Re: [RFC PATCH net-next] tcp: Add net.ipv4.tcp_purge_receive_queue sysctl
From: Eric Dumazet <edumazet@google.com>
Date: 2026-03-03 08:57:11
Also in:
linux-doc, lkml
On Tue, Mar 3, 2026 at 9:54 AM Leon Hwang [off-list ref] wrote:
On 3/3/26 16:17, Eric Dumazet wrote:quoted
On Tue, Mar 3, 2026 at 8:55 AM Leon Hwang [off-list ref] wrote:quoted
On 3/3/26 14:26, Leon Hwang wrote:quoted
On 3/3/26 11:55, Eric Dumazet wrote:quoted
On Tue, Mar 3, 2026 at 3:12 AM Leon Hwang [off-list ref] wrote:quoted
On 3/3/26 08:22, Jakub Kicinski wrote:quoted
On Mon, 2 Mar 2026 17:55:59 +0800 Leon Hwang wrote:quoted
On 26/2/26 09:43, Jakub Kicinski wrote:quoted
On Wed, 25 Feb 2026 15:46:33 +0800 Leon Hwang wrote:quoted
Issue: When a TCP socket in the CLOSE_WAIT state receives a RST packet, the current implementation does not clear the socket's receive queue.
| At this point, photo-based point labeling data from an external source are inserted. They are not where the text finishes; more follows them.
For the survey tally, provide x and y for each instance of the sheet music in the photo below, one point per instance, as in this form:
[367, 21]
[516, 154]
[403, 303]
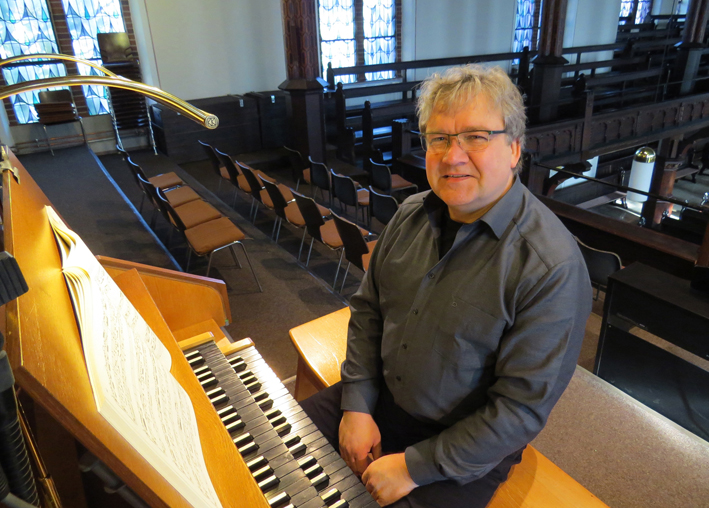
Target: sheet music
[129, 371]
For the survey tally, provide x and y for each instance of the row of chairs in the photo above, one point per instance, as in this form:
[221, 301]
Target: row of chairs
[353, 243]
[327, 180]
[203, 227]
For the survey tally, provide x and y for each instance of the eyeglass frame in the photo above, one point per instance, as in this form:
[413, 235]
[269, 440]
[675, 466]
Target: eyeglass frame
[449, 136]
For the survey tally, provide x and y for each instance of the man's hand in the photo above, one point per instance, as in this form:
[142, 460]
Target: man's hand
[359, 436]
[387, 479]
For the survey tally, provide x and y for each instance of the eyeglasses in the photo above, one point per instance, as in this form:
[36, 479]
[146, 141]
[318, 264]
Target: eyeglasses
[470, 141]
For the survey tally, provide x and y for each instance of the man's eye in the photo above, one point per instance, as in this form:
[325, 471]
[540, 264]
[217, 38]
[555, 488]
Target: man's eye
[473, 137]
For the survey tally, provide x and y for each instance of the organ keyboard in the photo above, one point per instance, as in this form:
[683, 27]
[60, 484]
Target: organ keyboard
[290, 460]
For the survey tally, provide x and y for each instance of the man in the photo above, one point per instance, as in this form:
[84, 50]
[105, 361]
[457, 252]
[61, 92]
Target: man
[468, 324]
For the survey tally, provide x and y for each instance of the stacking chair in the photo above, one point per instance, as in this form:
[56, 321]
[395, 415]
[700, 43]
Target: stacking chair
[190, 214]
[209, 237]
[382, 206]
[357, 249]
[57, 107]
[177, 196]
[284, 209]
[323, 231]
[163, 181]
[257, 191]
[345, 190]
[236, 178]
[388, 183]
[217, 164]
[320, 179]
[601, 265]
[299, 166]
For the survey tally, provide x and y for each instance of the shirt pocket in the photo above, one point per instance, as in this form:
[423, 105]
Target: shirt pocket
[467, 337]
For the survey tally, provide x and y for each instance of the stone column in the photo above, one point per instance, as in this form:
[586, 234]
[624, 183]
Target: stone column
[549, 62]
[304, 84]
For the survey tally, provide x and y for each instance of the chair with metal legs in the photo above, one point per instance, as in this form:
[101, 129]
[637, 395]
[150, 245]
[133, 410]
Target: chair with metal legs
[320, 179]
[388, 183]
[299, 166]
[323, 231]
[215, 162]
[346, 192]
[357, 249]
[382, 206]
[57, 107]
[209, 237]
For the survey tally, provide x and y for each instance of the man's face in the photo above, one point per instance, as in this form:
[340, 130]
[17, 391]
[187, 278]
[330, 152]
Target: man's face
[469, 181]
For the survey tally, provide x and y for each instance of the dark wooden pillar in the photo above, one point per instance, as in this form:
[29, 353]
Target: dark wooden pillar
[304, 84]
[549, 62]
[690, 49]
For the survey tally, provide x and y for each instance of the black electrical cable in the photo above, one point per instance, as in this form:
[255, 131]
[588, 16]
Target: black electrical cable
[13, 453]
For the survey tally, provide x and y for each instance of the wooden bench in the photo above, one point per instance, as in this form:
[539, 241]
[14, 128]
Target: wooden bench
[536, 482]
[361, 128]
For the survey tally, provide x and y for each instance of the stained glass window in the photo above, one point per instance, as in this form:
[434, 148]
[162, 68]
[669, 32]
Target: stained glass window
[86, 19]
[337, 37]
[379, 35]
[345, 44]
[644, 7]
[639, 10]
[526, 25]
[626, 7]
[26, 28]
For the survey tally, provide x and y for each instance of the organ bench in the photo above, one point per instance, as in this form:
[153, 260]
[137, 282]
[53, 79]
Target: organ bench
[536, 482]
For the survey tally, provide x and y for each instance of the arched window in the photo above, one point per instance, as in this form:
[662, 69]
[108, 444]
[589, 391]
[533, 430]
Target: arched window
[26, 27]
[359, 32]
[527, 24]
[634, 11]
This causes SKBs in the queue to remain allocated until the socket is explicitly closed by the application. As a consequence: 1. The page pool pages held by these SKBs are not released.On what kernel version and driver are you observing this?# uname -r 6.19.0-061900-generic # ethtool -i eth0 driver: mlx5_core version: 6.19.0-061900-generic firmware-version: 26.43.2566 (MT_0000000531)Okay... this kernel + driver should just patiently wait for the page pool to go away. What is the actual, end user problem that you're trying to solve? A few kB of data waiting to be freed is not a huge problem..Yes, it is not a huge problem. The actual end-user issue was discussed in "page_pool: Add page_pool_release_stalled tracepoint" [1]. I think it would be useful to provide a way for SREs to purge the receive queue when CLOSE_WAIT TCP sockets receive RST packets. If the NIC, e.g., Mellanox, flaps, the underlying page pool and pages can be released at the same time. Links: [1] https://lore.kernel.org/netdev/b676baa0-2044-4a74-900d-f471620f2896@linux.dev/ (local)Perhaps SRE could use this in an emergency? ss -t -a state close-wait -KThis ss command is acceptable in an emergency.However, once a CLOSE_WAIT TCP socket receives an RST packet, it transitions to the CLOSE state. A socket in the CLOSE state cannot be killed using the ss approach. The SKBs remain in the receive queue of the CLOSE socket until it is closed by the user-space application.Why user-space application does not drain the receive queue ? Is there a missing EPOLLIN or something ?The user-space application uses a TCP connection pool. It establishes several TCP connections at startup and keeps them in the pool. However, the application does not always drain their receive queues. Instead, it selects one connection from the pool using a hash algorithm for communication with the TCP server. When it attempts to write data through a socket in the CLOSE state, it receives -EPIPE and then closes it. As a result, TCP connections whose underlying socket state is CLOSE may retain an SKB in their receive queues if they are not selected for communication. I proposed a solution to address this issue: close the TCP connection if the underlying sk_err is non-zero.
Okay, makes sense to fix the root cause. Applications can be fixed in a matter of hours, while kernels can stick to hosts for years.